Not only studies but they also assist me in other things as well. They help me a lot like you were. Some days they drop me to the junction in the morning and help me with cooking. So I am lucky to have two sons like you. If you were here today, you would be very happy to see them as mature persons.

I know you liked to watch them going to the new class on the first day of every year from the day of admission to the school. After they came to higher classes still you wanted to watch them. When I told you, it would be late and go for work, but you still needed that feeling of happiness.

The first day, both sons came to my section of the school I missed your comments.
You had a note book, its name is “Supun and Nipun.” You had written all the special things of their life from small days. When I read the whole book after your demise I found an interesting sentence you have written. When you were writing the book, Nipun Putha had come there and told you “‘thattha’ is writing A, B, C.” So you wrote that also. He was very small then. When I read that book, I realised how much you loved them and admired them. I wish I could share those happy memories with you.

I believe that as the way you expected, they will fulfill your dreams. Elder son Supun is really working hard. He is a good example for others how to take a challenge and decided to sit the exam again, as he was unable to sit last year due to ill health, just two days prior to the exam.
I am sure our sons will become good citizens as they are blessed by you. We will remember you forever.

Champika Ramani Dias


Your memories heal my pain

Three years have gone by, since you left me and the world that loved you very much. But the memories that you and I shared help me to ease down the loneliness, the pain that I have to heal without you.
We had a bond, far beyond that was of a father and a son. We were best friends. We used to talk everything that matters life and work. You wanted me to know everything that would help me to stand on my own feet and achieve the major goals that are needed to succeed in my life.
You always told me to do whatever that I think is the best for myself. But you wanted one to remember that every action has its own consequences.

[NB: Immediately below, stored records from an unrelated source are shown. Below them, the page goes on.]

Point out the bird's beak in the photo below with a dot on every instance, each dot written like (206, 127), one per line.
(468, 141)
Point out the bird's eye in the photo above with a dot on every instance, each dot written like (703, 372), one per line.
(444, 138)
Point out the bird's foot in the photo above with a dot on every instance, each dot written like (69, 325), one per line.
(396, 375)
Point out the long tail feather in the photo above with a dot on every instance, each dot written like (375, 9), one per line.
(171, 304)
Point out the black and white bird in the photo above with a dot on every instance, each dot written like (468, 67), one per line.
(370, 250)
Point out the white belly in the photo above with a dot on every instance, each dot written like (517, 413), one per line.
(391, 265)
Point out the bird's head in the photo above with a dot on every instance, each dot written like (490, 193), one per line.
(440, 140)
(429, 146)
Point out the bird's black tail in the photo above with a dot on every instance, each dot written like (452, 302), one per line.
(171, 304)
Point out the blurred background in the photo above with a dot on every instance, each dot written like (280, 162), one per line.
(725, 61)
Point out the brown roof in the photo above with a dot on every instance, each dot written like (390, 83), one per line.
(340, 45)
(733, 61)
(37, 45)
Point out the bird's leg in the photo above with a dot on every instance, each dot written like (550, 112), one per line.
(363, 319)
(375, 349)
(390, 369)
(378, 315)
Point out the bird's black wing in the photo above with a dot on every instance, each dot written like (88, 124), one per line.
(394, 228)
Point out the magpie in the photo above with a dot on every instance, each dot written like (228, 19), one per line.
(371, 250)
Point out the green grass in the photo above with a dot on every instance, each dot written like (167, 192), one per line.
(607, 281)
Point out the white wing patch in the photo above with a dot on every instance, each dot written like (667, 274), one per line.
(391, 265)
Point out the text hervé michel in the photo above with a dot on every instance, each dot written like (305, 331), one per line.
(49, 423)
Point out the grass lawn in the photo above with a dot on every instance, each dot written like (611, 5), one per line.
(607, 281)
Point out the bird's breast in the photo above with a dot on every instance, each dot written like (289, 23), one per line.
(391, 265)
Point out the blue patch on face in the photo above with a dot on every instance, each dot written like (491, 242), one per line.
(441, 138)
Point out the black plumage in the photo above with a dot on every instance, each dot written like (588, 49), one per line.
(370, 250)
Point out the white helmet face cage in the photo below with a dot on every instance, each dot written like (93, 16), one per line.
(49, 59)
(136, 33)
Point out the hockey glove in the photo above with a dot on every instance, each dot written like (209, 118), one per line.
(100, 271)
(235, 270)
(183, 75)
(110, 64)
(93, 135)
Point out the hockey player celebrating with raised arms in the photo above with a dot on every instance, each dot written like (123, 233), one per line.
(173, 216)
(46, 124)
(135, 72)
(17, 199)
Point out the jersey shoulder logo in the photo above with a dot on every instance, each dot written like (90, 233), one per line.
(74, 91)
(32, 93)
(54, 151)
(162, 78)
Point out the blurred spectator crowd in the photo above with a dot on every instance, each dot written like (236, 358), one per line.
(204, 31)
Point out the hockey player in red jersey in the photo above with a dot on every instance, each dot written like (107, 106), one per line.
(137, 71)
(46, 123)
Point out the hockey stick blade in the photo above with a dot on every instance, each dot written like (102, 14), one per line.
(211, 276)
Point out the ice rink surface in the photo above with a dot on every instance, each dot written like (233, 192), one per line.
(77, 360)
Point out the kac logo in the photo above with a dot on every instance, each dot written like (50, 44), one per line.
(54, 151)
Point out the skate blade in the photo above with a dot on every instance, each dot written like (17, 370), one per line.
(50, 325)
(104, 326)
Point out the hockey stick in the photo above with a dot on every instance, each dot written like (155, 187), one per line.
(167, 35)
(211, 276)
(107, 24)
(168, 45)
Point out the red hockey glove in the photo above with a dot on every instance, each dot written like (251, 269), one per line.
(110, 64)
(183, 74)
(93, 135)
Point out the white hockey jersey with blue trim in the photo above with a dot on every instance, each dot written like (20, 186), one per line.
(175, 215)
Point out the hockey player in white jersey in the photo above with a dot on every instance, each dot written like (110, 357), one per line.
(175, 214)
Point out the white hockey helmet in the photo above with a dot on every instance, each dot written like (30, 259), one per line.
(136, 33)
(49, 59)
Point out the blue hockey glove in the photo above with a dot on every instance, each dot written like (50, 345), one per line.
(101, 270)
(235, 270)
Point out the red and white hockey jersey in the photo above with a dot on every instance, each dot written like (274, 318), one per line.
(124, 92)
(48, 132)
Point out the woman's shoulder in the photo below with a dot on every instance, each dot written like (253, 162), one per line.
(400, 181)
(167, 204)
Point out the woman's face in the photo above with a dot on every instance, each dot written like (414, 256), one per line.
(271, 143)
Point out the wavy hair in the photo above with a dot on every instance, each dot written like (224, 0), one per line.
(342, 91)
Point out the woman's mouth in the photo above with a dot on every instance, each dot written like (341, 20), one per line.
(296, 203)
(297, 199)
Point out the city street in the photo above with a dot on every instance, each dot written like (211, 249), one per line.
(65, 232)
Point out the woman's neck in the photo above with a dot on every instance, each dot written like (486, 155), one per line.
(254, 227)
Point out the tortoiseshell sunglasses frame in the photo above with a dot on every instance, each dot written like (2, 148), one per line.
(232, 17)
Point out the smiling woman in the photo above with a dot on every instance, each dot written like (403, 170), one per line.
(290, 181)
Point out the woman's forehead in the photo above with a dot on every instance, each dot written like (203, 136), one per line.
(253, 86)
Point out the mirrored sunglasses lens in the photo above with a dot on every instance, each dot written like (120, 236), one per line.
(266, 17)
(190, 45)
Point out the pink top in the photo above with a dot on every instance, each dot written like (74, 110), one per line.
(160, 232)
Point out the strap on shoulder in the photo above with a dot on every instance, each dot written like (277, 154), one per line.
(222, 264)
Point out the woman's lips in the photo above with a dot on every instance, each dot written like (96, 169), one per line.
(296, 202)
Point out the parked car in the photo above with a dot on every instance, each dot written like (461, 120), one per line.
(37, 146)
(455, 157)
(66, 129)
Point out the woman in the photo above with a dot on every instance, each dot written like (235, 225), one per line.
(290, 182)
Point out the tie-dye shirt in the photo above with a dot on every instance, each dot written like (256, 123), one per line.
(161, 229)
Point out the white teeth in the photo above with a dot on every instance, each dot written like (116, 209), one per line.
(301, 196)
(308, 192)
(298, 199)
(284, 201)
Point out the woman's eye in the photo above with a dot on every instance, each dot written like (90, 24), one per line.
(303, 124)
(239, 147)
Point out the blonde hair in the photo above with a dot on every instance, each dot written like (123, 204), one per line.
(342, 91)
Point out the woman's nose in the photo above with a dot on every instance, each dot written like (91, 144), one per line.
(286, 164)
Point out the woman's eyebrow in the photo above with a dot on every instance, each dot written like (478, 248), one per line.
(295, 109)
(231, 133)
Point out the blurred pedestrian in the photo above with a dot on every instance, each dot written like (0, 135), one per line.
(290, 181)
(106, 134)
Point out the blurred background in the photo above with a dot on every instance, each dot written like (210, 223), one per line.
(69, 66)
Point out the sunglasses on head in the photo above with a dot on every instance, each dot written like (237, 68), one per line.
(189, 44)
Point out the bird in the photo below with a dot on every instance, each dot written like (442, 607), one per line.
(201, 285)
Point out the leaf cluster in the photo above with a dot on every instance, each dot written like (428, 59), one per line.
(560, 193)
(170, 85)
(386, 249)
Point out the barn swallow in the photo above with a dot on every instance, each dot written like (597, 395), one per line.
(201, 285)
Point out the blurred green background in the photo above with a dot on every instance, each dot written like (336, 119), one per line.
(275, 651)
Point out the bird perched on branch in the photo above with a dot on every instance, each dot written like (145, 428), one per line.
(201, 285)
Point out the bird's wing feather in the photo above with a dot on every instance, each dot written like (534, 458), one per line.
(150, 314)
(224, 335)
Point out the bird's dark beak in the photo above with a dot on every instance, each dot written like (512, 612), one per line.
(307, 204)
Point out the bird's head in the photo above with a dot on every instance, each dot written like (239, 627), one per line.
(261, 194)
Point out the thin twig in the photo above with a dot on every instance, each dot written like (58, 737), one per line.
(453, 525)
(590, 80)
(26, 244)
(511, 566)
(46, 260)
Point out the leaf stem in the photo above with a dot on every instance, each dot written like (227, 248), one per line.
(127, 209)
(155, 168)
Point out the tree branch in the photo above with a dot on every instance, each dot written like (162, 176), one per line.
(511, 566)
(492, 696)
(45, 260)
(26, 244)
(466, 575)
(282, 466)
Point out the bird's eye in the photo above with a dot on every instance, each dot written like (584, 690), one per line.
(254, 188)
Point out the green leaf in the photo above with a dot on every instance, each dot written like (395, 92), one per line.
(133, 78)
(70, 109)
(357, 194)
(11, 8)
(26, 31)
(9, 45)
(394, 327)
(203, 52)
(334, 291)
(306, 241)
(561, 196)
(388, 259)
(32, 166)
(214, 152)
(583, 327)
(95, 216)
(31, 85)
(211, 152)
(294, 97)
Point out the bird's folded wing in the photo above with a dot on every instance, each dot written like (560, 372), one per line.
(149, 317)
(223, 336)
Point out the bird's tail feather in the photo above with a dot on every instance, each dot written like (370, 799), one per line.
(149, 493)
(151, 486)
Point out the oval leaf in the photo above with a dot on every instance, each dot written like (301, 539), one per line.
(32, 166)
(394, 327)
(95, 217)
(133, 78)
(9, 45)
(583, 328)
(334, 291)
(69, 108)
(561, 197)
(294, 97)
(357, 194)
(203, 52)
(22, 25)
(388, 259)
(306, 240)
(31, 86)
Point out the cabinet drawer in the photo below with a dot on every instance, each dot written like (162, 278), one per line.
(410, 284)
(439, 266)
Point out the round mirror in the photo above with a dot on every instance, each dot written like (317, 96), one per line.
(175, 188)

You sacrificed your time for the well-being of me and ‘malli’. You always wanted to provide everything we needed and yes; you provided everything we needed. Your teaching and advice has helped me to go through this painful period that I have to face alone without you. I knew that you are watching me. I know that you are right behind me; helping me to do my studies well; which is the most important thing now as the exams are getting closer. You never wanted me to give up and I didn’t give up. I wanted to do my exams well, no matter how many years it takes to succeed well. The last day that you and I talked, the day you left all of us, you told me to have a plan and start studying well as it was exactly a year for the A/L exam.

What you told me on that day helped me to motivate myself to study well. Even after three years, I am still with the exams. But this time I and ‘malli’ will be doing the exams together and we will so, it will, just for you, just as you wanted that you always wanted us to do was to do the exams well.

You had a ‘dream’ and we are committed to make that dream come true. You wanted us to climb to the top level that can be achieved in the field we have chosen to do. The exams will be the foundation to make that dream come true.

I promise you that I will look after mother and brother just the way you looked after them and I will keep them happy as ever.
For all what I am; I owe to you… I miss you a lot, but I love you more than anyone. I love you so much Thatha. You are the best father in the world.